Researchers at the University of Chicago Medicine Comprehensive Cancer Center, working with colleagues in Europe, created a deep learning algorithm that can infer molecular alterations directly from routine histology images across multiple common tumor types.
The study, published July 27 in Nature Cancer, highlights the potential of artificial intelligence to help clinicians make personalized treatment plans for patients based on the information gained from how tissues appear under the microscope.
“We found that using artificial intelligence, we can quickly and accurately screen cancer patient biopsies for certain genetic alterations that may inform their treatment options and likelihood to respond to specific therapies,” said co-corresponding author Alexander Pearson, MD, PhD, assistant professor of medicine at UChicago Medicine.
“We are able to detect these genetic alterations almost instantly from a single slide, instead of requiring additional testing post-biopsy,” said Pearson. “If this model was validated and deployed at scale, it could dramatically improve the speed of molecular diagnosis across many cancers.”
Pearson and colleagues noted that although comprehensive molecular and genetic tests are difficult to implement at scale, tissue sections stained and mounted on a slide are commonplace and easy to study. And because molecular alterations in cancer can cause observable changes in tumor cells and their microenvironment, the researchers hypothesized that these structural changes would be visible on images of tissue slices captured under the microscope. In other words, genotype, the genetic make-up of the tumor cells, including gene mutations in key oncogenic pathways, influences the visible traits of those cells, known as their phenotype.
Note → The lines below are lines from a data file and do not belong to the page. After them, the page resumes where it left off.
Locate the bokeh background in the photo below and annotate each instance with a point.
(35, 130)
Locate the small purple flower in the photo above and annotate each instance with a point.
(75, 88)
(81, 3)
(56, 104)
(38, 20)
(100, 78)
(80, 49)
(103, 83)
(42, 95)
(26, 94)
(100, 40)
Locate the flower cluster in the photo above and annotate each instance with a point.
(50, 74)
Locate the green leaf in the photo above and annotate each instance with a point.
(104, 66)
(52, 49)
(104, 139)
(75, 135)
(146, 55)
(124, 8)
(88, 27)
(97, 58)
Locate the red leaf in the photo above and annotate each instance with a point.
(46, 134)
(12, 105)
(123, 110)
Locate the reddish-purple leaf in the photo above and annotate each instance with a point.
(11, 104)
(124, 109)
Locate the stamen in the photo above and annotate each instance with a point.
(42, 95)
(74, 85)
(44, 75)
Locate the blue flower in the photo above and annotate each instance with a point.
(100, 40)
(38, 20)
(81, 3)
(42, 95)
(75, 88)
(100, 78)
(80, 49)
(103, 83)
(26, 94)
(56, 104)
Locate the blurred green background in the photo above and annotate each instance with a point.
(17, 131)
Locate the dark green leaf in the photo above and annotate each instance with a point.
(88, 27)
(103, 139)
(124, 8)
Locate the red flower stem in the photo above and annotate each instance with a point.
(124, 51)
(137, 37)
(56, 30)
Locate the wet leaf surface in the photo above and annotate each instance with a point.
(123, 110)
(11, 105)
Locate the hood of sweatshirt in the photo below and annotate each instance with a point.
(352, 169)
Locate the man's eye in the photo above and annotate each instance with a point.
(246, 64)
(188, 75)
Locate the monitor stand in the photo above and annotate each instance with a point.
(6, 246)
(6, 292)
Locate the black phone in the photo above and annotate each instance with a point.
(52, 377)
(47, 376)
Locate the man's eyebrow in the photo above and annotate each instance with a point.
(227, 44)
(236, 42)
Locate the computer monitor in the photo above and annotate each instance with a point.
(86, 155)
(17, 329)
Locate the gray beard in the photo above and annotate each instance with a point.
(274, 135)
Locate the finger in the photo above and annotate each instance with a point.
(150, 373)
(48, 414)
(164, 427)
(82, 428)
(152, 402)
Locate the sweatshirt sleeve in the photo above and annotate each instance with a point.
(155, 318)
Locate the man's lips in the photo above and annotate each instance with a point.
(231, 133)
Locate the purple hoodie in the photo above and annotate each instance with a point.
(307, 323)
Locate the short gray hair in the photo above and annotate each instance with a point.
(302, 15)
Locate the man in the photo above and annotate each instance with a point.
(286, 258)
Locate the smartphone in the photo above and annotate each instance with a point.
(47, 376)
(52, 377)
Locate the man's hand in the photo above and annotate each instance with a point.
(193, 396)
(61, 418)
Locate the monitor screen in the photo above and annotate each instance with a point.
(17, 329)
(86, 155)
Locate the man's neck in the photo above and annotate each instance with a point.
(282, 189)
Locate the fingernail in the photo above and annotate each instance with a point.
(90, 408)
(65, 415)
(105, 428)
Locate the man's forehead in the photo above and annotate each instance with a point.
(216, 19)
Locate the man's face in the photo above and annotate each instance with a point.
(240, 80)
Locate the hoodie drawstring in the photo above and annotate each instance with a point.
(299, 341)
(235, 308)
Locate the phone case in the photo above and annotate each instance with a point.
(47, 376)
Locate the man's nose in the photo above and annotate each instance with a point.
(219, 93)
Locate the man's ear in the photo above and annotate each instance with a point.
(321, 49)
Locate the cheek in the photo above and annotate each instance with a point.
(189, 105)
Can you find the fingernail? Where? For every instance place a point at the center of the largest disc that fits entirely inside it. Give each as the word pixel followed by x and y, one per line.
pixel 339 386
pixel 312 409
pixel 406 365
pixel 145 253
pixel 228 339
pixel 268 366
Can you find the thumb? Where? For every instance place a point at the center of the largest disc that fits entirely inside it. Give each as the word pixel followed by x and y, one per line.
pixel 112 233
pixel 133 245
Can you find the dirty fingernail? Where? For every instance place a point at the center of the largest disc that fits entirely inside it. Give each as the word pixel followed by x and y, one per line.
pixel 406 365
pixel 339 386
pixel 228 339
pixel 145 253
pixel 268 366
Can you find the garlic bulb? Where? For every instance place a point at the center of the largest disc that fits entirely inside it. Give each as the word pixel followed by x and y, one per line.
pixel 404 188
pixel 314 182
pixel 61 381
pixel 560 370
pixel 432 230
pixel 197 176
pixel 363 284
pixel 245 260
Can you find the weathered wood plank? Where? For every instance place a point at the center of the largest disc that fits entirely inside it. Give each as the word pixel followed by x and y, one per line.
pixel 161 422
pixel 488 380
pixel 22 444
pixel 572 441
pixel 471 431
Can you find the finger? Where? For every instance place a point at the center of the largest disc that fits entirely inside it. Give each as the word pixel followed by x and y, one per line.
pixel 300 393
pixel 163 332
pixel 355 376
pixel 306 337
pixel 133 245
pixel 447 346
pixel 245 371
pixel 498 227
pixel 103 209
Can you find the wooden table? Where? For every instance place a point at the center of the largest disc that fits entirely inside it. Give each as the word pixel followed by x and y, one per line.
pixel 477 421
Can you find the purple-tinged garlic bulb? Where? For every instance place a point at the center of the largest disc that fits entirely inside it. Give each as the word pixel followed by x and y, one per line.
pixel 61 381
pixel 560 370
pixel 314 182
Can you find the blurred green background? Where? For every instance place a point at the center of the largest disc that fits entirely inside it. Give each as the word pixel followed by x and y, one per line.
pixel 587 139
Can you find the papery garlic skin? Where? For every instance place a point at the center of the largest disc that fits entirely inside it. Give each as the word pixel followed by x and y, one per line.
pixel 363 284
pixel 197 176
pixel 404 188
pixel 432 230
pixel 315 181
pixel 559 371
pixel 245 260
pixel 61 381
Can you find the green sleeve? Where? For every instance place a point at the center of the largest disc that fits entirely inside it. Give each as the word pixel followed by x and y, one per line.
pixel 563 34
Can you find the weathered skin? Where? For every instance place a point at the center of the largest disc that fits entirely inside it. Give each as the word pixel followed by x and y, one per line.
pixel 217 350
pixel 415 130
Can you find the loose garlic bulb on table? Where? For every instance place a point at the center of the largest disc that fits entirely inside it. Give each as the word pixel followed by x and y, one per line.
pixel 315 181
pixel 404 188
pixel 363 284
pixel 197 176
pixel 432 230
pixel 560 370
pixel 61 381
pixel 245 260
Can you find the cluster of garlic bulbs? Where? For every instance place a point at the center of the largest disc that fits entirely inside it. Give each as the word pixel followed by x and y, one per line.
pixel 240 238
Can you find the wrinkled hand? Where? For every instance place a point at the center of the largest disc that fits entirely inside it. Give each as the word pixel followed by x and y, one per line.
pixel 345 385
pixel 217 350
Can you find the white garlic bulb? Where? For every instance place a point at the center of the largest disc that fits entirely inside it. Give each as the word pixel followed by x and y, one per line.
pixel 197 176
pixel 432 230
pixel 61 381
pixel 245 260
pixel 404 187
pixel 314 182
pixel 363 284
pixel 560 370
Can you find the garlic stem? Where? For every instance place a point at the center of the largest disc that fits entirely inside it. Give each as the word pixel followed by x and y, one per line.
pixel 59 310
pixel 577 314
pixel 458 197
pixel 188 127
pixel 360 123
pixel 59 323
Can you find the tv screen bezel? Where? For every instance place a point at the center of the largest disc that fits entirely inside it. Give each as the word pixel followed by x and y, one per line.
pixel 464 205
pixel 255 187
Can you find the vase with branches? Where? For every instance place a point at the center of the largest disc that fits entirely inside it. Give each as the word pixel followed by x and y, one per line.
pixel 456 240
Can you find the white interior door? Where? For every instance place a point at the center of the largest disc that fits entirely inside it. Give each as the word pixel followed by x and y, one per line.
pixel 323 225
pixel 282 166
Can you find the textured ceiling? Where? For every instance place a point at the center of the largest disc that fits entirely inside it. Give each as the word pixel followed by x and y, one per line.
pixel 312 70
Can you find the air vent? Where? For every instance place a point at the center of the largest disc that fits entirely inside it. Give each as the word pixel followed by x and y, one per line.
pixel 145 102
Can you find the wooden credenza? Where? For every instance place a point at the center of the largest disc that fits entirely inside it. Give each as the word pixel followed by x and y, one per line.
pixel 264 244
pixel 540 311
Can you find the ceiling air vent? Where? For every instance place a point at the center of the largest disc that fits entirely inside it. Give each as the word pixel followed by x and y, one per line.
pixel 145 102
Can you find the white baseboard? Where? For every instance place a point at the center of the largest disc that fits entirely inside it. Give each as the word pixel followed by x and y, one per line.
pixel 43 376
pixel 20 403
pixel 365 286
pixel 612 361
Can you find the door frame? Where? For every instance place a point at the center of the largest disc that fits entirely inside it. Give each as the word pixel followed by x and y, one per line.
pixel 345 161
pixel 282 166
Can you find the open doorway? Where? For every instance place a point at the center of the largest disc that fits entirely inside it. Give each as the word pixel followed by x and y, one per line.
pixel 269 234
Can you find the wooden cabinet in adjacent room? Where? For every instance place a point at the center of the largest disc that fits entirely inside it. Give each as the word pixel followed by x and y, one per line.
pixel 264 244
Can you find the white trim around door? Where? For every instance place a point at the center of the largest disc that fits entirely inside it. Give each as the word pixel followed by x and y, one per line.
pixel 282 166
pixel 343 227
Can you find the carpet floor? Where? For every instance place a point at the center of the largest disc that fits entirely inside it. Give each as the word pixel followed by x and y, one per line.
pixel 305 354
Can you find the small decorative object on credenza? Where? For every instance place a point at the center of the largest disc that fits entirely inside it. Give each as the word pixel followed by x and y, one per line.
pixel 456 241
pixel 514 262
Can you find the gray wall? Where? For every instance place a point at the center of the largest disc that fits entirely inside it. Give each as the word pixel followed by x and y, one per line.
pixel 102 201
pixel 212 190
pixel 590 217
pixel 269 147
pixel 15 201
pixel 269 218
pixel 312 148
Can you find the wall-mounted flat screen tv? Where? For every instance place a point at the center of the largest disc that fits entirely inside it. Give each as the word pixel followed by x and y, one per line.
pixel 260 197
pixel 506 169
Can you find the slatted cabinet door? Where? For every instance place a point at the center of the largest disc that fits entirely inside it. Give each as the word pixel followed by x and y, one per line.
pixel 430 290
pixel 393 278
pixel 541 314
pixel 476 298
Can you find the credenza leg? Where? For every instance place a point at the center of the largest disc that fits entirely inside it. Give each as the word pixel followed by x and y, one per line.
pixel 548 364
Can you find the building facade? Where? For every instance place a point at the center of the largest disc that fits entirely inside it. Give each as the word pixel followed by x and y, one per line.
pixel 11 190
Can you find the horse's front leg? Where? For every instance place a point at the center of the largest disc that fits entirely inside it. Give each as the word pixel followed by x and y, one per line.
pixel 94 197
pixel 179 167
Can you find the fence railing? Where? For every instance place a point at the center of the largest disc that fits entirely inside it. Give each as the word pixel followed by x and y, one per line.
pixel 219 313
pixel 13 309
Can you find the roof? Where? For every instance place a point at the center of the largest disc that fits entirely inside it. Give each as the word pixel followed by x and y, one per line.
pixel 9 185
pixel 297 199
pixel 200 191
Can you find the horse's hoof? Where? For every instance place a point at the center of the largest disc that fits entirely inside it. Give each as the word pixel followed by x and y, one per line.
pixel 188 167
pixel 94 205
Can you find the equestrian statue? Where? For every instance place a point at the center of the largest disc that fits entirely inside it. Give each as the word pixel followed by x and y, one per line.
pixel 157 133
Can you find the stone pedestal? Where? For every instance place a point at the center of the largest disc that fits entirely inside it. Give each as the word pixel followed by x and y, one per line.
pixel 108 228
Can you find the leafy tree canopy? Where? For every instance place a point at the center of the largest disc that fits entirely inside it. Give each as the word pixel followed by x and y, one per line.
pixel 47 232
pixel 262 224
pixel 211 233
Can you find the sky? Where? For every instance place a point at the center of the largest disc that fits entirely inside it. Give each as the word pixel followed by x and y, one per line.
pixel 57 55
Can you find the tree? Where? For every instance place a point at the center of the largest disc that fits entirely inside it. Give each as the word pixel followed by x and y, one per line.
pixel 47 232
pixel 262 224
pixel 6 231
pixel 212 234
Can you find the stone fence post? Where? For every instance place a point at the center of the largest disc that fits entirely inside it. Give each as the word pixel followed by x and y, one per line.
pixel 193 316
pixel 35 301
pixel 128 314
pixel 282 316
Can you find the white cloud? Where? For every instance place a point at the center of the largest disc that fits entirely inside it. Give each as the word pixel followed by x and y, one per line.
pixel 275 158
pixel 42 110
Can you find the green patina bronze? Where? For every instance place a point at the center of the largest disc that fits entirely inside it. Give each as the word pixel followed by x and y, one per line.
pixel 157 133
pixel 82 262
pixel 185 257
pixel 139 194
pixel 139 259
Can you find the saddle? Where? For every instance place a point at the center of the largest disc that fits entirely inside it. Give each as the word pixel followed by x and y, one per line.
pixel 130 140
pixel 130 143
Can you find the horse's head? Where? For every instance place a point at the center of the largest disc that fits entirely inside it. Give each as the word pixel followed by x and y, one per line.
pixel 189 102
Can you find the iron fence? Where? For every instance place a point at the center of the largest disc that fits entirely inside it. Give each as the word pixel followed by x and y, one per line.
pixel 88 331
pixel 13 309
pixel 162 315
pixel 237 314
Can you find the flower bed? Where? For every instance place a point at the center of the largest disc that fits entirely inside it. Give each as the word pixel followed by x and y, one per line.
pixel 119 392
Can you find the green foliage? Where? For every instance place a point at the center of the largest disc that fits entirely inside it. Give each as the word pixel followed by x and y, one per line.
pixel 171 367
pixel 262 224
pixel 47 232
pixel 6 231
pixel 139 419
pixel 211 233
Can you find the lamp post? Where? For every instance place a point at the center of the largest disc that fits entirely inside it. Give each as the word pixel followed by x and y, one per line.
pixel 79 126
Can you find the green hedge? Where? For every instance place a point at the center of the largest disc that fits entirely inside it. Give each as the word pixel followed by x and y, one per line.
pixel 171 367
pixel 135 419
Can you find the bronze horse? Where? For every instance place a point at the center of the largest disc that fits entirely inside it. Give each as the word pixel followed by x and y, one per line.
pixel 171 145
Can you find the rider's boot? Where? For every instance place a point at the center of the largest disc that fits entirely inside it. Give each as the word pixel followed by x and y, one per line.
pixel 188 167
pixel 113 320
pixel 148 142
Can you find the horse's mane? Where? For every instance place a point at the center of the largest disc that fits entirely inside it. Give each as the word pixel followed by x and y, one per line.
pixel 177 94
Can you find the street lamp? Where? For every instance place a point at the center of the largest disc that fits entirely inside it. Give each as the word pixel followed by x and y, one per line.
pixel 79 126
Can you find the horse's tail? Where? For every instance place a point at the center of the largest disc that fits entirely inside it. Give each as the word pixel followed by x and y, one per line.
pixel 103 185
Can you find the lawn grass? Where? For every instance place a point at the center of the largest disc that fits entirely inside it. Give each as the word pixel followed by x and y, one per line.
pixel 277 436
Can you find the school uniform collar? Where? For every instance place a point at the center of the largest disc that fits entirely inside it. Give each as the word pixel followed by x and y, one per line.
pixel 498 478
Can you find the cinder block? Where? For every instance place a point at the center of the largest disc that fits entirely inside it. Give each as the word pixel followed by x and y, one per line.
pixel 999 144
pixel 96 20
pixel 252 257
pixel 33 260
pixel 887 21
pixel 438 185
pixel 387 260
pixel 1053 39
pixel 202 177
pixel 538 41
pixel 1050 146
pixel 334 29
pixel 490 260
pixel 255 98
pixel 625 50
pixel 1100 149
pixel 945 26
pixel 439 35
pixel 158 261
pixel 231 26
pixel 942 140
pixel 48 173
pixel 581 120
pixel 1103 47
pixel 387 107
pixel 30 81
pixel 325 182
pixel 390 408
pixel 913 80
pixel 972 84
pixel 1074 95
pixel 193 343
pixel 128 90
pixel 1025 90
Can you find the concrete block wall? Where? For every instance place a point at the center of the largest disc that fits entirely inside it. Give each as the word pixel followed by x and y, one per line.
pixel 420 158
To test this, they set out to systematically investigate the presence of genotype-phenotype links for a wide range of clinically relevant molecular features across all major solid tumor types. Specifically, they asked which molecular features leave a strong enough footprint in histomorphology that they can be determined from histology images alone with deep learning.
To this end, the research team developed, optimized and externally validated a one-stop-shop workflow to train and evaluate deep learning networks to detect any sequence variants in these target genes. Leveraging The Cancer Genome Atlas, they applied this approach to hundreds of molecular alterations in tissue slides of more than 5,000 patients across 14 major tumor types.
They found that in 13 out of 14 tested tumor types, the mutation of one or more such genes could be inferred from histology images alone. In particular, in major cancer types such as lung, colorectal, breast and gastric cancers, alterations of several genes of particular clinical interest were detectable.
Examples include mutations in TP53, which could be significantly detected in all four of these cancer types, as well as mutations of BRAF in colorectal cancer. Among all tested tumor types, gastric cancer and colorectal cancer had the highest absolute number of detectable mutations.
In addition, they found that higher-level gene expression clusters or signatures can be inferred from histological images. These findings that molecular signatures of tumors reflect biologically distinct groups and are correlated with clinical outcome could open up new options for personalized cancer treatment.
Another research group has independently validated these results with a similar AI algorithm applied to images from common cancer types. Their study was published in the same issue of Nature Cancer.